Briefly, Though, I would like to describe my experience using scanning technology. The program itself is fairly intuitive, which is something that pleasantly surprised me. With our former work on networks showing us some complicated software interfaces, my hopes weren’t high. But, as the software frays out sections you don’t need at the beginning, I found that very helpful. I’m easily overwhelmed by tons of options ad buttons with no clear usage, so this was intuitive for me. Uploading the images of the side of Person Hall on the UNC campus was straightforward, and the software walks you through uploading th eimages, creating preliminary dots, and expanding that to more dots anbd mesh, and finally creating the 3D model in rudimentary and later, more advanced detail. Even putting the texture back on the model was relatively easy! Most of these steps took just a few clicks. I’m very pleased with the finished product. Once a project is finished, it can be exported to PDF for presentational use, which I also found helpful.

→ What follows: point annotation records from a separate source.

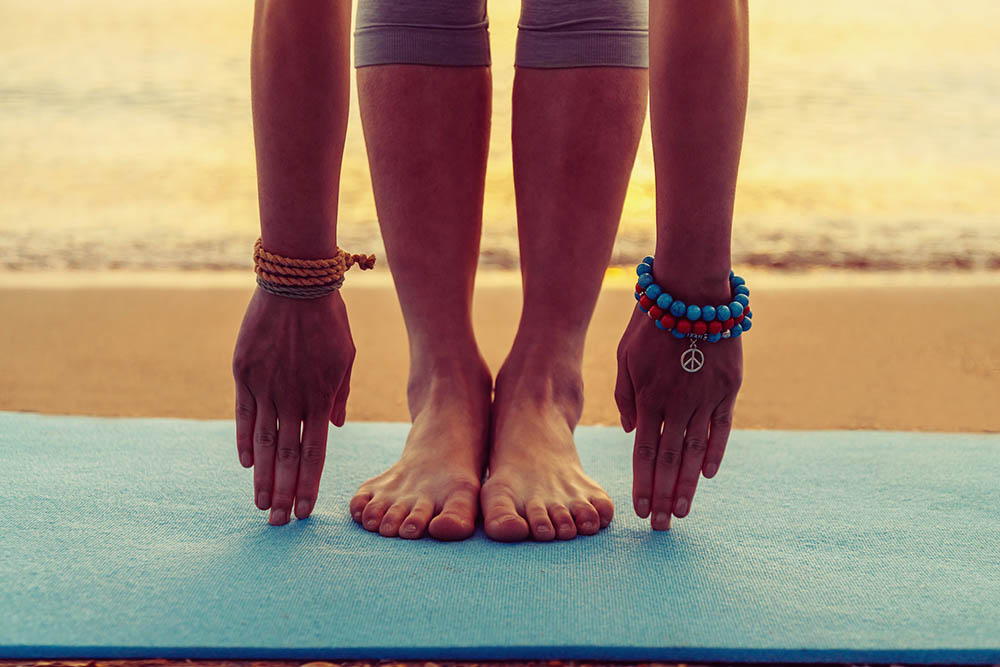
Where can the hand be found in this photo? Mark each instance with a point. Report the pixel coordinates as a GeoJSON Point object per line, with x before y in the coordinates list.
{"type": "Point", "coordinates": [694, 411]}
{"type": "Point", "coordinates": [292, 367]}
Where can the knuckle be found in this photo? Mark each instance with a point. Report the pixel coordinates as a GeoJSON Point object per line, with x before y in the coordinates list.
{"type": "Point", "coordinates": [668, 458]}
{"type": "Point", "coordinates": [245, 410]}
{"type": "Point", "coordinates": [645, 452]}
{"type": "Point", "coordinates": [265, 438]}
{"type": "Point", "coordinates": [313, 452]}
{"type": "Point", "coordinates": [695, 444]}
{"type": "Point", "coordinates": [286, 453]}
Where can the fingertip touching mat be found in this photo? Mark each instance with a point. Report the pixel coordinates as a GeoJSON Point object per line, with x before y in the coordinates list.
{"type": "Point", "coordinates": [127, 538]}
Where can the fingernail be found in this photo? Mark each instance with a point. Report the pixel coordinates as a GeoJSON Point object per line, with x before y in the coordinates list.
{"type": "Point", "coordinates": [303, 507]}
{"type": "Point", "coordinates": [642, 507]}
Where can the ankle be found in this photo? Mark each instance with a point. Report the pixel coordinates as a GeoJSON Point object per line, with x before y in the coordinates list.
{"type": "Point", "coordinates": [457, 379]}
{"type": "Point", "coordinates": [542, 378]}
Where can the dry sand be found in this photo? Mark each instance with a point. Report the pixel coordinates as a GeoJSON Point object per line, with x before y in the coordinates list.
{"type": "Point", "coordinates": [858, 356]}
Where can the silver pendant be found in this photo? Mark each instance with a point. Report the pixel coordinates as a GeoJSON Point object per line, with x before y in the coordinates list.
{"type": "Point", "coordinates": [692, 359]}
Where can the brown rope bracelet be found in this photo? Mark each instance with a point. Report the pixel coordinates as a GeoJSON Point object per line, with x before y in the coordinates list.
{"type": "Point", "coordinates": [304, 278]}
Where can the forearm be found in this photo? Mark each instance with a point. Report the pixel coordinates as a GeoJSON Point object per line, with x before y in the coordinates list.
{"type": "Point", "coordinates": [300, 92]}
{"type": "Point", "coordinates": [698, 65]}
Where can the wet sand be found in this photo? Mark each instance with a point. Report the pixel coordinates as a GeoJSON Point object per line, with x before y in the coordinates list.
{"type": "Point", "coordinates": [856, 356]}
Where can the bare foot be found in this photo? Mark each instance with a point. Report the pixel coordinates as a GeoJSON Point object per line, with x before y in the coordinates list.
{"type": "Point", "coordinates": [434, 487]}
{"type": "Point", "coordinates": [536, 485]}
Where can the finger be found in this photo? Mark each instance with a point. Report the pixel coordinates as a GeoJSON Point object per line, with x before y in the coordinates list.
{"type": "Point", "coordinates": [311, 458]}
{"type": "Point", "coordinates": [338, 414]}
{"type": "Point", "coordinates": [693, 457]}
{"type": "Point", "coordinates": [246, 414]}
{"type": "Point", "coordinates": [625, 396]}
{"type": "Point", "coordinates": [286, 466]}
{"type": "Point", "coordinates": [647, 435]}
{"type": "Point", "coordinates": [265, 440]}
{"type": "Point", "coordinates": [668, 462]}
{"type": "Point", "coordinates": [718, 436]}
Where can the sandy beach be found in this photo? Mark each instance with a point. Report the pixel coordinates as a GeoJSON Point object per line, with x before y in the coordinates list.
{"type": "Point", "coordinates": [904, 355]}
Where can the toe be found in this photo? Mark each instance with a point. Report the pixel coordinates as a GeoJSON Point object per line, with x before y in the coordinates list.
{"type": "Point", "coordinates": [588, 521]}
{"type": "Point", "coordinates": [416, 523]}
{"type": "Point", "coordinates": [358, 503]}
{"type": "Point", "coordinates": [538, 520]}
{"type": "Point", "coordinates": [563, 522]}
{"type": "Point", "coordinates": [457, 519]}
{"type": "Point", "coordinates": [393, 518]}
{"type": "Point", "coordinates": [372, 515]}
{"type": "Point", "coordinates": [605, 508]}
{"type": "Point", "coordinates": [503, 523]}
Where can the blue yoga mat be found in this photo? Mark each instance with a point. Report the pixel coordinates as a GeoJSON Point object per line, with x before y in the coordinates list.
{"type": "Point", "coordinates": [137, 538]}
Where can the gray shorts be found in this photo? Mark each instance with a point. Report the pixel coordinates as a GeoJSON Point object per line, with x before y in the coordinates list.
{"type": "Point", "coordinates": [550, 33]}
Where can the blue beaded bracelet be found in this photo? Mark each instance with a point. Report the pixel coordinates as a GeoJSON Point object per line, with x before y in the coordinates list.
{"type": "Point", "coordinates": [711, 323]}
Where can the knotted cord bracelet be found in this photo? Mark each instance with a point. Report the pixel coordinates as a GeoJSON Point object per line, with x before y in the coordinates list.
{"type": "Point", "coordinates": [304, 278]}
{"type": "Point", "coordinates": [711, 323]}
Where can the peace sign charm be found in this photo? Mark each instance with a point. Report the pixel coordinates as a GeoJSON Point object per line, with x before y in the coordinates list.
{"type": "Point", "coordinates": [693, 359]}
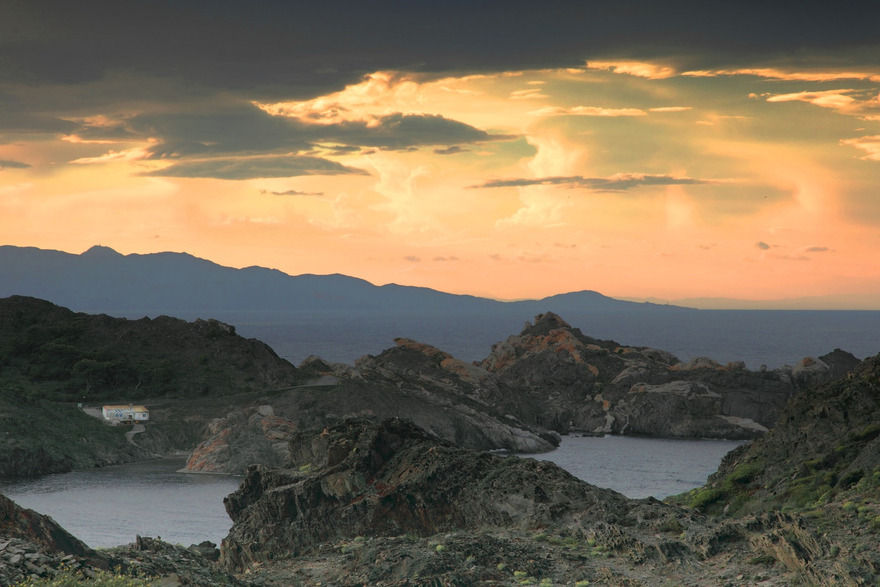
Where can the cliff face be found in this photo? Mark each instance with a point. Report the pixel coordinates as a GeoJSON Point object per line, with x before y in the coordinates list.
{"type": "Point", "coordinates": [550, 378]}
{"type": "Point", "coordinates": [826, 445]}
{"type": "Point", "coordinates": [50, 352]}
{"type": "Point", "coordinates": [555, 376]}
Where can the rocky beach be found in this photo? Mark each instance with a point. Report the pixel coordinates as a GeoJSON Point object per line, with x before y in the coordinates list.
{"type": "Point", "coordinates": [379, 473]}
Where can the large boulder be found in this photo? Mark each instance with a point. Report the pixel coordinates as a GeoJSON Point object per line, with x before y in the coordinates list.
{"type": "Point", "coordinates": [389, 479]}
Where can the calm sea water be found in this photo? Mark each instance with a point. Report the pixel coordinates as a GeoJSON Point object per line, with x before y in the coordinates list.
{"type": "Point", "coordinates": [640, 467]}
{"type": "Point", "coordinates": [110, 506]}
{"type": "Point", "coordinates": [757, 337]}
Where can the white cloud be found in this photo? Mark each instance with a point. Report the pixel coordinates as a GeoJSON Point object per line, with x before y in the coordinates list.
{"type": "Point", "coordinates": [869, 144]}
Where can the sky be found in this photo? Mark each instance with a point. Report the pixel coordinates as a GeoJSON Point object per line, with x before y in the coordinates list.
{"type": "Point", "coordinates": [512, 150]}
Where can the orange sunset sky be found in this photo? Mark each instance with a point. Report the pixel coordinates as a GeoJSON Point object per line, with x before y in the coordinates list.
{"type": "Point", "coordinates": [503, 149]}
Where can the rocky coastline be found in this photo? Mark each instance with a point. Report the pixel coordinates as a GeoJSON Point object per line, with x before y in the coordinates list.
{"type": "Point", "coordinates": [378, 473]}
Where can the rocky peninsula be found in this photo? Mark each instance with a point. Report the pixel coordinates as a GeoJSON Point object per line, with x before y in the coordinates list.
{"type": "Point", "coordinates": [377, 473]}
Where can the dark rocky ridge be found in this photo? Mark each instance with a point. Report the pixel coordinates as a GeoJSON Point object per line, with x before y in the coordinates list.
{"type": "Point", "coordinates": [549, 376]}
{"type": "Point", "coordinates": [366, 503]}
{"type": "Point", "coordinates": [555, 376]}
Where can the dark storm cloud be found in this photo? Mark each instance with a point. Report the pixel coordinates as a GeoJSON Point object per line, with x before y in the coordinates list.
{"type": "Point", "coordinates": [620, 182]}
{"type": "Point", "coordinates": [297, 49]}
{"type": "Point", "coordinates": [247, 129]}
{"type": "Point", "coordinates": [254, 167]}
{"type": "Point", "coordinates": [16, 117]}
{"type": "Point", "coordinates": [9, 164]}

The Agisoft Photoscan software worked alright for my own personal project, but not as well as the demo we did in class. I had a really difficult time figuring out how to get it to recognize all of the photos even though there was overlap. I sectioned out parts and removed them from the picture to eliminate confusing shadows that might mess with the software, but did not have much luck. Regardless of if I had an all-white or all-black background, the program still would not recognize about half of my pictures, at best. I spent a while trying to figure out these issues, to no avail. Below is the best that I could do with the antique pencil sharpener I used as my object. I followed the directions as best as I could, and still wound up with a sharpener that looks more like shrapnel.

Directions:

  • No wide or fisheye lenses, JPG is fine
  • Send photos in orginial resolution to your phone
  • Avoid smooth, shiny, mirror, or transparent objects – hair too
  • Avoid unwanted foregrounds
  • Avoid moving objects within the scene
  • Avoid flat objects or scenes. Don’t edit the photos
  • Take as many pictures as you can. Try doing entire circle high, straight on, and low
  • Object should take up entire area possible
  • Overcast days are great for this – if you can’t get soft light, get golden hour. No flash
  • Keep camera straight on for the object, which means you do the moving
SjarpenerDownload

I’m interested to learn the next steps that take it from 3D model to printed object – from what I understand, there are quite a ew more steps to get it to that stage in meshlab or another software. That in and of itself is daunting, but I’m very excited and up to the challenge. My biggest concern for 3D modeling is understanding the implications of 3D images as research and pedagogical tools. I’m so excited to use and create with this software, and I feel like my need for creativity is making me so excited that it’s crowding my ability to be critical of 3D modeling on a higher level. I think that will come with more time and experience!